14 Papantla. Lo sguardo fisso al soffitto, la mente nel vuoto oltre quell’unica parola senza senso. Papantla. Non è il mio nome, pensava lo Straniero, e forse non è neanche il nome di qualcuno. Solo un suono misterioso e lontano, di un’altra gente, di un’altra terra. Chi sono, allora? Da dove vengo, cosa mi è successo? Perché sono qui, chi sono queste persone? Papantla. Nome di persona, un oggetto… o forse un luogo? Papantla, suono mai sentito ma ricordato. Navidad, posto mai sentito e mai considerato. Lo sguardo laterale si posò sul suo braccio. Un tatuaggio. Piccolo e sbiadito. Una cicatrice, più in basso. Mano ruvida e possente. Mano chiusa. Solo allora lo Straniero realizzò di avere l’altra mano serrata. Pugno inespugnabile intorno a qualcosa da proteggere, salvare. La forza del pugno pareva avere una propria volontà, incrollabile e autonoma resistenza. Calma. Ora aprirò la mano, con calma, piano piano. Nessuno può rubarmi nulla, qualunque cosa io abbia in questa mano.
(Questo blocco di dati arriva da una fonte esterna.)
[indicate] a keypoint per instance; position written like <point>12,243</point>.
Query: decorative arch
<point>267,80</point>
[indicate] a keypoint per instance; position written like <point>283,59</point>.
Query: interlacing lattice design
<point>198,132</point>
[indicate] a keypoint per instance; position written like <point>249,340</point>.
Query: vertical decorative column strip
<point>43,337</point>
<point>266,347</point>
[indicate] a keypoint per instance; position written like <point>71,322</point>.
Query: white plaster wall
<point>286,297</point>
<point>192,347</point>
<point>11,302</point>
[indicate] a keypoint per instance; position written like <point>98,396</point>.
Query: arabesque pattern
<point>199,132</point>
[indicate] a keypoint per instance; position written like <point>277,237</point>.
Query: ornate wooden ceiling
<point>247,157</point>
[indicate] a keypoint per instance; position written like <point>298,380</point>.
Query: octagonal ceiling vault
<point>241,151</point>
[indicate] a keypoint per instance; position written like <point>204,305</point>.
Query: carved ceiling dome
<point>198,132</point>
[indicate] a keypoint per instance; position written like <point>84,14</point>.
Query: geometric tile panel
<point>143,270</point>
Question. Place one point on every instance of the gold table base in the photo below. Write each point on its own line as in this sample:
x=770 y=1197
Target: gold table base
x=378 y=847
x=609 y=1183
La mano intorpidita si aprì piano, concedendo gradualmente un po’ di sangue ai tessuti irrigiditi dal tempo e dalla ferrea e inconscia volontà, e fu quasi dolore, il lieve dolore del torpore che allentandosi gradualmente lascia campo alla volontà. La mano si aprì e svelò il suo contenuto. Quattro sassolini, forse. Ad un primo sguardo. Piccole sfere irregolari e scure, lievemente odorose. Probabilmente semi. Lo straniero li nascose veloce e furtivo sotto il pagliericcio. “Non tradirmi”. Sguardo complice di Anita. Non lo farò, sembrò dire la giumenta, solito sguardo indolente e rassegnato, e quindi complice. Si distese nuovamente, coprendosi con il telo di lino e fu proprio allora che qualcuno bussò alla porta. Non succedeva spesso, alla porta della stalla, che qualcuno ci bussasse sopra, ma d’altra parte Anita non si formalizzava molto, di solito, per questo genere di mancanze. Ora però era diverso, e lo Straniero rimase inizialmente in silenzio. “Avanti” disse dopo un po’.
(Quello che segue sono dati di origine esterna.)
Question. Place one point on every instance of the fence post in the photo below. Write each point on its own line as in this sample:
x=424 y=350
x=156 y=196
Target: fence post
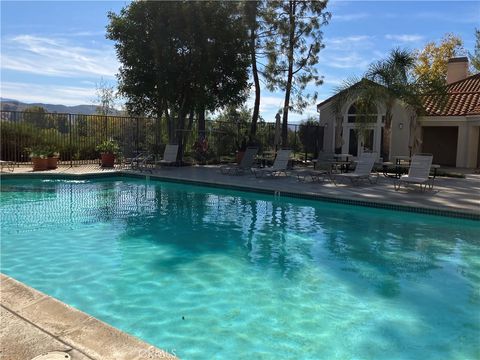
x=136 y=138
x=70 y=138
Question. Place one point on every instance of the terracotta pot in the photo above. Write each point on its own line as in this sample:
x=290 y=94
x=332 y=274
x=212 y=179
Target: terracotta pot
x=108 y=160
x=40 y=164
x=239 y=156
x=52 y=163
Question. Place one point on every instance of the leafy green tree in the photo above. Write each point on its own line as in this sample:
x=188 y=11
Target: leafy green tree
x=105 y=98
x=431 y=61
x=180 y=58
x=293 y=51
x=475 y=57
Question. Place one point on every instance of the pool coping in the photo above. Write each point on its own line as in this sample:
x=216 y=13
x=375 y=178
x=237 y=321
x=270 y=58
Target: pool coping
x=429 y=210
x=57 y=326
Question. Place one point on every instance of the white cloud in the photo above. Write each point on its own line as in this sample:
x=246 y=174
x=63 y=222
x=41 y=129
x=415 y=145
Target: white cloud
x=51 y=93
x=57 y=57
x=404 y=37
x=349 y=17
x=349 y=43
x=351 y=60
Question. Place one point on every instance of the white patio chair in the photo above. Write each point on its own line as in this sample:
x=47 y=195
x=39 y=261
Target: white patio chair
x=418 y=173
x=279 y=165
x=363 y=170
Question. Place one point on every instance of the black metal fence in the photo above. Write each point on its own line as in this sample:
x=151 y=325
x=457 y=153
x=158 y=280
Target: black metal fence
x=75 y=136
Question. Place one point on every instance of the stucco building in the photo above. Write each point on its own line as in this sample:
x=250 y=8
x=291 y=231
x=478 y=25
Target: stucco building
x=449 y=130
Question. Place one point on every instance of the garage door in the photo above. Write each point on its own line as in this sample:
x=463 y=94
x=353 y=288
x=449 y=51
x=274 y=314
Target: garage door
x=441 y=141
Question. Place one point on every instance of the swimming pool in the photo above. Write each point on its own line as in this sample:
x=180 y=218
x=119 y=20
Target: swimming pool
x=220 y=274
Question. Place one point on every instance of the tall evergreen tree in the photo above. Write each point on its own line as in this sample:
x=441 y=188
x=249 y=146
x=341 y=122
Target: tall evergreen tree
x=293 y=52
x=475 y=56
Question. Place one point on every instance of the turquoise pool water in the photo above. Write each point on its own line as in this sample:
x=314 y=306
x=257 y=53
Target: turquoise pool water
x=217 y=274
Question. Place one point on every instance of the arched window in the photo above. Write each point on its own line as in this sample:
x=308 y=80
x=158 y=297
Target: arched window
x=362 y=112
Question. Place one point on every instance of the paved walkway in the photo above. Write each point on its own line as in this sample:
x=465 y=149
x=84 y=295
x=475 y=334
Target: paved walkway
x=448 y=194
x=33 y=324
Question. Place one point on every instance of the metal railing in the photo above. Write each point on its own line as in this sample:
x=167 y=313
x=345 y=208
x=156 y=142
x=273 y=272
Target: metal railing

15 “Pantaloni, maglia, giacchetta, un berretto. È tutto quello che posso darti”. Carlos fece planare i pochi indumenti sullo Straniero. “Grazie”. Alzando lo sguardo verso Carlos, lo Straniero incrociò un altro sguardo, oltre a quello di Carlos. Juanita stava in piedi dietro a suo padre, quasi nascosta dallo stipite della porta, più lontana, e guardava lo straniero, i suoi capelli lunghi, il viso incolto e attraente, la sua pelle sotto il lino. “Dovere… ” rispose Carlos. “Guarisci in fretta, messer Papantla”. Un giovane e sommesso sorriso sottolineò quelle parole di augurio, e fu allora che lo straniero capì. Capì, grazie a quelle poche parole e a quel sorriso quasi rubato. Capì di aver trovato un posto dove stare, dove poter vivere e ricominciare a vivere, ripartendo dal nulla dal quale era appena riemerso. Ricordò, grazie a quel sorriso giovane e sommesso, un altro sorriso giovane e luminoso, in un altro tempo e un altro spazio, un lampo di luce, uno squarcio nel buio, un istante. Papantla, il sorriso di una giovane donna, un urlo, molte urla, sangue. La testa che scoppia, il dolore. Ricordare fa male ma dimenticare è ancora più doloroso. Carlos si allontanò, senza troppe cerimonie e con lui - nell’ombra - la figlia Juanita, sorriso luminoso e sommesso. Lo Straniero guardò i vestiti, corti e stretti per le sue dimensioni, ma meglio di un telo di lino. Si vestì. Riprese i sassolini da sotto la paglia ficcandoseli in tasca. “Andrò a conoscere questo posto” pensò, prima di ricadere sul pagliericcio di nuovo stanco e senza forze. “Prima però riposo ancora un po’ … ” Il riposo arrivò senza mai spingersi a diventare sonno, contrastato dal mal di testa e da lontani e sfumati rumori, suoni. Forse ricordi. Papantla, occhi neri e sorriso di donna, urla. Sangue. Papantla, il mare nel buio, e poi sangue, ancora sangue, sangue tiepido, il suo sapore di ruggine, il mare in tempesta. Urla. Quando riaprì gli occhi la luce rossa del tramonto proiettava dentro la stalla le lunghe ombre della strada.